#  > Petroleum Industry Zone >  > Mechanical Engineering >  >  >  ASNT Series - NDT Handbooks

## mnthiraviam

Hi there, I just found the VOL-4 Radiography Testing Handbook [ASNT Series]

**[link Point to another website Only the registered members can access]
*link*




<![CDATA[[Only Registered And Activated Users Can See Links]

If anybody having other handbooks, please share...


NDT Handbook, third edition
Vol. 1, Leak Testing
Vol. 2, Liquid Penetrant Testing
Vol. 3, Infrared and Thermal Testing
Vol. 4, Radiographic Testing
Vol. 5, Electromagnetic Testing


Vol. 6, Acoustic Emission Testing
Vol. 7, Ultrasonic Testing
Vol. 8, Magnetic Testing
Vol. 9, Visual Testing 
Vol. 10, NDT Overview (future volume)See More: ASNT Series - NDT Handbooks

----------


## vfq3481

Link expired or unavailable.
Please send to ve_f1976@hotmail.com.
I've Vol.9 - Visual Testing.
Thanks in advance!

----------


## mnthiraviam

> Link expired or unavailable.
> Please send to ve_f1976@hotmail.com.
> I've Vol.9 - Visual Testing.
> Thanks in advance!




Hi.. Please upload the volume 9

Link expired.. I am re-uploading it in 4shared....

----------


## mnthiraviam

> Link expired or unavailable.
> Please send to ve_f1976@hotmail.com.
> I've Vol.9 - Visual Testing.
> Thanks in advance!




4SHARED LINK:
**[link Point to another website Only the registered members can access]
*link*




<![CDATA[[Only Registered And Activated Users Can See Links]

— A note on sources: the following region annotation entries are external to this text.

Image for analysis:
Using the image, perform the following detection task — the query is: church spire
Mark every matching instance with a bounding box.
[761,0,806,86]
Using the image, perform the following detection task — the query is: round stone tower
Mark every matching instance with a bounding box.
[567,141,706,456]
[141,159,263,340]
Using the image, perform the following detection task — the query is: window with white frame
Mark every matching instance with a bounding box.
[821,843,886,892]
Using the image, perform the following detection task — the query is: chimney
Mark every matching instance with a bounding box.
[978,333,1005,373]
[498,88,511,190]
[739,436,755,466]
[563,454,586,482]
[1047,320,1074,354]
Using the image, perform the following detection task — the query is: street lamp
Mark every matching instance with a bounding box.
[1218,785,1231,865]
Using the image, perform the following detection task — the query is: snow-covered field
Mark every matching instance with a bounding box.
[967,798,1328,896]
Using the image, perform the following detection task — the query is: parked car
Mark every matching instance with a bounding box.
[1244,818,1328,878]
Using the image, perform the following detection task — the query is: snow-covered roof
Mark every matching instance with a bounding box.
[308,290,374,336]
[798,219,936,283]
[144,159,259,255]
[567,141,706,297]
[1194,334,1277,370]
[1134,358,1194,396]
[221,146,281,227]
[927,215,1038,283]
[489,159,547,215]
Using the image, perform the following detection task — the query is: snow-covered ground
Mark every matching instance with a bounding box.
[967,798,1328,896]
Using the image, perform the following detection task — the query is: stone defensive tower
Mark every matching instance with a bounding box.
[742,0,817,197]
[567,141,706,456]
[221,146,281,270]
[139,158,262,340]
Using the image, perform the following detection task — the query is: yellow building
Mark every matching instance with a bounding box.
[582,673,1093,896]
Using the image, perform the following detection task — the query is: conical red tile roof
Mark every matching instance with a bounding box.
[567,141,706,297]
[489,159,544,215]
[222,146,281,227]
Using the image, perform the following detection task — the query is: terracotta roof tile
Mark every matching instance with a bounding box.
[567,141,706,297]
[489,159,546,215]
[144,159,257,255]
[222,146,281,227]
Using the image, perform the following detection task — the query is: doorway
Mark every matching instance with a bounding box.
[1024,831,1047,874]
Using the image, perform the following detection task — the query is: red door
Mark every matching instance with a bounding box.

Please upload VOLUME 9....... Thanx

----------


## vfq3481

Excellent!
I'm uploading the file.
I think is not the latest edition.

----------


## vfq3481

Try this link:

**[link Point to another website Only the registered members can access]
*link*




<![CDATA[[Only Registered And Activated Users Can See Links]

----------


## pipits1984

thank you very much for these! if anyone has any more asnt handbooks, please share!

----------


## selmagis

Thanks a lot for every item in this Series.

 :Tears Of Joy:

----------


## sumon emam

> Try this link:
> 
> **[link Point to another website Only the registered members can access]
> *link*
> 
> 
> 
> 
> <![CDATA[[Only Registered And Activated Users Can See Links]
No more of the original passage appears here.